Abb. 7: Zusammenhang zwischen Markenidentität, Positionierung, Kommunikation und Image
Quelle: eigene Abbildung in Anlehnung an Esch 2010, S. 91
Bei der Kommunikation der Marke Audi ist beispielsweise sehr gut nachvollziehbar, wie die Marke durch emotionale progressive Bildsprache, entsprechendem Text und grafischer Gestaltung in Richtung Innovation, Technik und Leistung positioniert wurde.

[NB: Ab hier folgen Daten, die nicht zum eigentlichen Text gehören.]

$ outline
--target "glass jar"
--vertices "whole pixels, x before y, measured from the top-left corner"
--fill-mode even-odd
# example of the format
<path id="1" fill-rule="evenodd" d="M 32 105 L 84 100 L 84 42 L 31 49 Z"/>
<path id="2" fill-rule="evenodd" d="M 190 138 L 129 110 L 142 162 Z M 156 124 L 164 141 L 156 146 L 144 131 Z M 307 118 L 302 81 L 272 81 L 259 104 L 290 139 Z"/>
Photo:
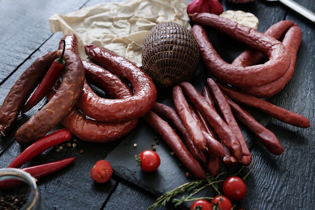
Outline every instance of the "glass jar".
<path id="1" fill-rule="evenodd" d="M 0 169 L 0 207 L 2 205 L 4 209 L 39 210 L 42 209 L 41 203 L 34 177 L 21 169 Z"/>

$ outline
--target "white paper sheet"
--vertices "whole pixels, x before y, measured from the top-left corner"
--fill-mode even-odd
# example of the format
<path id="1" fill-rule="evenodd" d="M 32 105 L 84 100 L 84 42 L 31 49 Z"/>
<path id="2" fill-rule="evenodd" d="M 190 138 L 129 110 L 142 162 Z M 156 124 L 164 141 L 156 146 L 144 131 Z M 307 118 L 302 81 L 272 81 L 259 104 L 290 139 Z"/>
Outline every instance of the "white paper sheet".
<path id="1" fill-rule="evenodd" d="M 142 45 L 156 24 L 172 21 L 190 28 L 188 0 L 131 0 L 106 3 L 49 19 L 53 33 L 75 33 L 80 56 L 84 45 L 94 44 L 125 57 L 140 66 Z"/>

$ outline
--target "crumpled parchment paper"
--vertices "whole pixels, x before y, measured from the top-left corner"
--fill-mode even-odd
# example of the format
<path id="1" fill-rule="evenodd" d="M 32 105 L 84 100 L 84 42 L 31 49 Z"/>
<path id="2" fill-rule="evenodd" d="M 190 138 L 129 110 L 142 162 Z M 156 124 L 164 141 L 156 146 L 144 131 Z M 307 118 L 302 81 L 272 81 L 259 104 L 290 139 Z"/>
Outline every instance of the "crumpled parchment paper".
<path id="1" fill-rule="evenodd" d="M 131 0 L 110 2 L 83 8 L 49 19 L 53 33 L 75 33 L 80 56 L 84 45 L 94 44 L 141 64 L 142 45 L 156 24 L 172 21 L 190 28 L 188 0 Z"/>

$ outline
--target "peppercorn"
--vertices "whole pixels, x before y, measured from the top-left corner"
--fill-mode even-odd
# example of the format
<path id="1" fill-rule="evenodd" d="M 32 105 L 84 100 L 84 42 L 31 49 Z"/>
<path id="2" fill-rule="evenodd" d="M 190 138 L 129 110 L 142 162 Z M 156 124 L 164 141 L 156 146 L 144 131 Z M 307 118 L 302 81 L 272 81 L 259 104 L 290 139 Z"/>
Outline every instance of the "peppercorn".
<path id="1" fill-rule="evenodd" d="M 26 203 L 27 200 L 25 196 L 23 194 L 4 196 L 0 198 L 0 209 L 19 209 Z"/>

Abb. 8: Erklärendes Beispiel der Markenkommunikation bei Audi
Quelle: Audi Produktseite, Internet: http://microsites.audi.com/rs/index.html?locale=de_DE#/rs6avant/feature, Zugriff: 19.07.2014
Um das später dargestellte Modellkonstrukt besser nachvollziehen zu können, wird im nachfolgenden ein kurzer Überblick über die einzelnen Bestandteile der Markenidentität gegeben. Das Konstrukt der Markenidentität kennt mittlerweile viele verschiedene Herangehensweisen, welche in der Fachliteratur in verschiedensten Ausführungen und Versionen erläutert werden. Eine Mehrzahl dieser Erläuterungen gehen zurück auf das (modifizierte) Markensteurrad nach Esch. Hier wird in der Zusammensetzung der einzelnen Elementen zwischen sogenannten „Hard Facts“ und „Soft Facts“ unterschieden:
Hard Facts:
Markenattribute
> Eigenschaften des Angebots (bspw. bestimmtes Material)
> Eigenschaften des Unternehmens (bspw. größtes Verkaufsnetz)

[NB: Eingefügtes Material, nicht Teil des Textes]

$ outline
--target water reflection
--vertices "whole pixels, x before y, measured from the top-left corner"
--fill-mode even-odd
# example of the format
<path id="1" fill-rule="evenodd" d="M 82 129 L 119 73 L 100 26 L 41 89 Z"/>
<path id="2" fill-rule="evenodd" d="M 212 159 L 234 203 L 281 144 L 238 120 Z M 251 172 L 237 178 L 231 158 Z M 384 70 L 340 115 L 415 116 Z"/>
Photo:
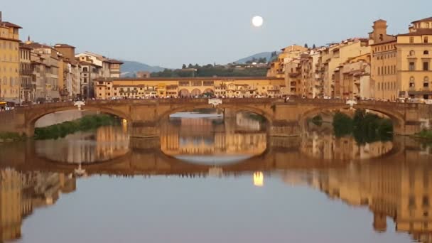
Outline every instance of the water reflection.
<path id="1" fill-rule="evenodd" d="M 75 191 L 75 185 L 74 178 L 63 173 L 0 171 L 1 242 L 21 238 L 23 219 L 55 203 L 60 194 Z"/>
<path id="2" fill-rule="evenodd" d="M 58 140 L 36 141 L 36 153 L 54 161 L 105 161 L 129 151 L 129 137 L 124 126 L 101 126 L 96 131 L 78 132 Z"/>
<path id="3" fill-rule="evenodd" d="M 224 120 L 215 114 L 176 114 L 161 129 L 161 149 L 166 155 L 190 161 L 217 163 L 263 153 L 266 133 L 247 113 Z"/>
<path id="4" fill-rule="evenodd" d="M 382 156 L 393 148 L 393 141 L 359 144 L 351 136 L 337 137 L 328 131 L 309 131 L 302 136 L 301 151 L 324 160 L 364 160 Z"/>
<path id="5" fill-rule="evenodd" d="M 406 137 L 358 145 L 352 137 L 337 139 L 325 130 L 310 131 L 299 138 L 268 138 L 261 124 L 256 124 L 250 117 L 225 122 L 218 118 L 183 117 L 163 126 L 160 140 L 130 140 L 124 127 L 117 126 L 77 134 L 63 140 L 0 145 L 1 239 L 8 241 L 21 237 L 24 219 L 27 229 L 33 230 L 24 232 L 28 239 L 48 235 L 63 239 L 61 234 L 41 225 L 58 222 L 57 215 L 48 217 L 50 212 L 55 204 L 58 205 L 56 202 L 61 193 L 75 191 L 77 180 L 80 188 L 76 193 L 64 198 L 73 202 L 57 207 L 56 213 L 70 210 L 74 214 L 80 210 L 75 208 L 76 205 L 101 205 L 97 210 L 92 209 L 80 215 L 80 220 L 103 218 L 109 224 L 89 231 L 88 225 L 75 225 L 66 220 L 61 227 L 78 232 L 87 230 L 89 234 L 100 233 L 97 230 L 101 228 L 104 232 L 116 232 L 117 239 L 124 241 L 131 239 L 131 234 L 153 234 L 153 224 L 164 233 L 178 230 L 192 234 L 199 228 L 206 237 L 210 237 L 215 228 L 222 229 L 227 222 L 235 220 L 239 221 L 236 221 L 232 229 L 221 230 L 222 234 L 238 231 L 250 236 L 250 242 L 265 241 L 259 238 L 259 234 L 280 239 L 275 242 L 358 239 L 351 238 L 355 237 L 350 235 L 352 232 L 341 232 L 340 229 L 347 225 L 357 225 L 351 230 L 360 234 L 357 237 L 367 239 L 362 242 L 404 242 L 408 236 L 418 242 L 432 241 L 430 146 Z M 202 157 L 202 161 L 206 156 L 223 157 L 226 153 L 252 157 L 235 163 L 215 165 L 191 163 L 172 156 Z M 72 164 L 53 163 L 55 161 Z M 74 163 L 83 161 L 104 162 L 82 164 L 87 177 L 76 178 Z M 124 184 L 119 177 L 126 177 L 128 184 Z M 102 187 L 105 189 L 101 192 Z M 105 191 L 110 197 L 101 198 Z M 323 193 L 328 197 L 315 196 Z M 114 201 L 114 208 L 102 206 L 110 200 Z M 238 200 L 244 201 L 237 203 Z M 296 200 L 300 202 L 290 204 Z M 328 208 L 323 205 L 335 204 L 335 201 L 351 207 L 335 205 L 330 212 L 333 215 L 320 217 Z M 122 210 L 119 202 L 122 209 L 126 202 L 128 210 Z M 227 215 L 223 215 L 223 207 L 220 207 L 224 203 L 228 203 Z M 161 205 L 162 210 L 155 210 Z M 34 209 L 48 205 L 43 213 L 26 217 Z M 188 211 L 185 210 L 187 207 L 192 209 Z M 202 207 L 205 213 L 199 211 Z M 354 207 L 360 210 L 353 210 Z M 128 214 L 129 211 L 133 213 Z M 157 213 L 152 214 L 155 211 Z M 341 216 L 350 212 L 355 212 L 357 217 Z M 220 214 L 224 215 L 223 222 L 218 225 Z M 259 222 L 255 220 L 256 216 L 249 217 L 255 215 L 260 217 Z M 296 215 L 300 216 L 296 217 Z M 195 220 L 185 221 L 186 217 Z M 139 223 L 142 223 L 142 218 L 151 224 L 141 227 Z M 119 222 L 125 223 L 116 227 L 111 225 Z M 157 225 L 158 222 L 162 225 Z M 241 224 L 237 224 L 239 222 Z M 131 230 L 136 225 L 140 228 Z M 333 228 L 325 228 L 323 225 Z M 178 230 L 179 225 L 182 225 L 181 230 Z M 242 232 L 239 225 L 244 225 L 247 232 Z M 249 230 L 256 229 L 254 228 L 256 225 L 260 227 L 259 230 Z M 298 230 L 298 225 L 304 227 Z M 121 229 L 124 228 L 129 230 L 123 232 Z M 291 228 L 295 230 L 290 232 Z M 326 230 L 327 238 L 317 238 L 315 234 Z M 301 231 L 312 233 L 300 236 L 300 240 L 289 238 Z M 338 238 L 340 235 L 346 237 L 342 240 Z M 188 239 L 178 237 L 176 242 Z M 88 239 L 74 239 L 85 242 Z M 169 240 L 162 237 L 149 242 Z"/>

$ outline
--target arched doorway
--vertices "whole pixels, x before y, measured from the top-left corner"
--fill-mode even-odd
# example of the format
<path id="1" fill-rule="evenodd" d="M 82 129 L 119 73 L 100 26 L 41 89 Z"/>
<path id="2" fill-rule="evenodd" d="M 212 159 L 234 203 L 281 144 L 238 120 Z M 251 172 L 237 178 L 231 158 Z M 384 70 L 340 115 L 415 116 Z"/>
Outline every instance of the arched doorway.
<path id="1" fill-rule="evenodd" d="M 192 90 L 192 92 L 190 92 L 190 94 L 192 96 L 197 96 L 197 95 L 200 95 L 201 94 L 201 91 L 198 89 L 194 89 L 193 90 Z"/>
<path id="2" fill-rule="evenodd" d="M 189 94 L 190 94 L 189 91 L 186 89 L 180 90 L 178 92 L 178 96 L 180 96 L 180 97 L 188 97 Z"/>

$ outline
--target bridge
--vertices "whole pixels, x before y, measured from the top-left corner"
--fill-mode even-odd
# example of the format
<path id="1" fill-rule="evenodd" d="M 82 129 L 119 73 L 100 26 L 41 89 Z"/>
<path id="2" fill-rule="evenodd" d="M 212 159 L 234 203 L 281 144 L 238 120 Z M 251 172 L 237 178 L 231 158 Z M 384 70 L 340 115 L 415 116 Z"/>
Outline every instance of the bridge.
<path id="1" fill-rule="evenodd" d="M 396 139 L 393 148 L 370 161 L 394 161 L 405 156 L 405 139 Z M 272 137 L 267 148 L 260 155 L 230 163 L 215 166 L 196 163 L 166 155 L 161 149 L 157 138 L 131 139 L 129 151 L 107 161 L 81 163 L 82 168 L 91 175 L 202 175 L 240 174 L 255 171 L 274 171 L 345 168 L 352 159 L 325 160 L 302 152 L 302 138 Z M 410 140 L 411 141 L 411 140 Z M 47 171 L 72 173 L 77 163 L 62 162 L 38 154 L 34 143 L 14 143 L 8 149 L 0 150 L 0 168 L 14 168 L 20 171 Z M 24 152 L 23 152 L 24 151 Z"/>
<path id="2" fill-rule="evenodd" d="M 250 112 L 264 117 L 272 136 L 300 136 L 308 118 L 323 110 L 349 109 L 344 100 L 281 99 L 223 99 L 217 108 L 230 112 Z M 122 117 L 131 127 L 134 137 L 157 137 L 160 124 L 173 113 L 199 108 L 212 108 L 208 99 L 154 99 L 88 101 L 83 109 L 99 111 Z M 360 101 L 355 109 L 367 109 L 389 117 L 394 131 L 399 135 L 411 135 L 421 129 L 422 122 L 432 120 L 432 105 Z M 34 134 L 35 122 L 40 117 L 60 111 L 76 109 L 73 102 L 32 105 L 0 113 L 0 131 Z"/>

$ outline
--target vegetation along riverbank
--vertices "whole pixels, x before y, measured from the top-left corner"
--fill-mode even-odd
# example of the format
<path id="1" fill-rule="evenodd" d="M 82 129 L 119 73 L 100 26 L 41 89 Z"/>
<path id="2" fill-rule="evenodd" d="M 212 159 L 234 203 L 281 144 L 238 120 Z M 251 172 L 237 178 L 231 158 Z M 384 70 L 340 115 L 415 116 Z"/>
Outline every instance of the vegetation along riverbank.
<path id="1" fill-rule="evenodd" d="M 360 144 L 389 141 L 393 137 L 393 123 L 391 119 L 366 113 L 364 109 L 356 110 L 352 118 L 338 112 L 335 114 L 333 124 L 336 136 L 352 134 Z"/>
<path id="2" fill-rule="evenodd" d="M 116 124 L 118 122 L 118 119 L 115 117 L 107 114 L 86 116 L 71 122 L 36 128 L 34 139 L 36 140 L 57 139 L 77 131 L 92 130 L 102 126 Z"/>

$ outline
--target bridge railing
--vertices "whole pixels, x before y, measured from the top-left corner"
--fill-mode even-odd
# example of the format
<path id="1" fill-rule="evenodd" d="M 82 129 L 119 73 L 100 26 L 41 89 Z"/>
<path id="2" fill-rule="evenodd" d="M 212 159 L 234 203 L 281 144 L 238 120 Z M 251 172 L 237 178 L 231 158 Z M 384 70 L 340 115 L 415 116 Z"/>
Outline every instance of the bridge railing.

Benefits (Markennutzen bzw. Nutzenversprechen)
> Sachlich-funktionaler Nutzen (bspw. „dämpft besser“)
> Psychosozialer Nutzen (bspw. „damit werde ich anerkannt“)
„Grundsätzlich gilt: Kunden kaufen keine Eigenschaften, sondern Nutzen (Rothschild, 1987, S. 156).“[63] Die Nutzenversprechungen werden bei der Erarbeitung einer Kommunikationsstrategie öfter mit Hilfe der Markenattribute begründet. Dieser sogenannte „Reason Why“ begründet innerhalb einer Kommunikationsmaßnahme die Kernbotschaft, die vermittelt werden soll und hilft somit, das Positionierungsziel der Markenstrategie zu erreichen.[64]
Soft Facts:
Markentonalität
Innerhalb der Markentonalität wird meist durch Adjektive beschrieben, wie sich die Marke anfühlen soll, also die Erfassung der Emotionen.
Markenbild
Innerhalb des Markenbilds geht es u. a. um visuelle Merkmale einer Marke, die durch ein sogenanntes „Corporate Design“ eine eindeutige Zuordnung und Wiedererkennbarkeit ermöglichen soll. Dazu gehören aber generell alle im engeren Sinne „spürbaren“ Bestandteile der Corporate Identity wie bspw. auch das „Corporate Behavior“.[65]
Kernelement des Markennavigationsrads und Bezugspunkt aller Bestandteile ist die Markenkompetenz, welche sich auf die Historie des Unternehmens, deren Herkunft, deren Rolle im Markt oder weitere herausstechende, differenzierende und vor allem relevante Assets beziehen kann (bspw. Patente, Herstellungsverfahren, etc.).[66] Bei der Dachmarke Nike könnte die Markenkompetenz bspw. der Fakt sein, größter Sportartikelhersteller weltweit zu sein. Daraus ließe sich für deren Markenidentität schlussfolgern, dass im Rahmen der Markenattribute und Benefits die Produkte und deren Nutzen hochwertig und anerkannt sein müssen. Entsprechend selbstbewusst, kompromisslos und stark könnte die Marke im Rahmen der Markentonalität und des Markenbilds auftreten.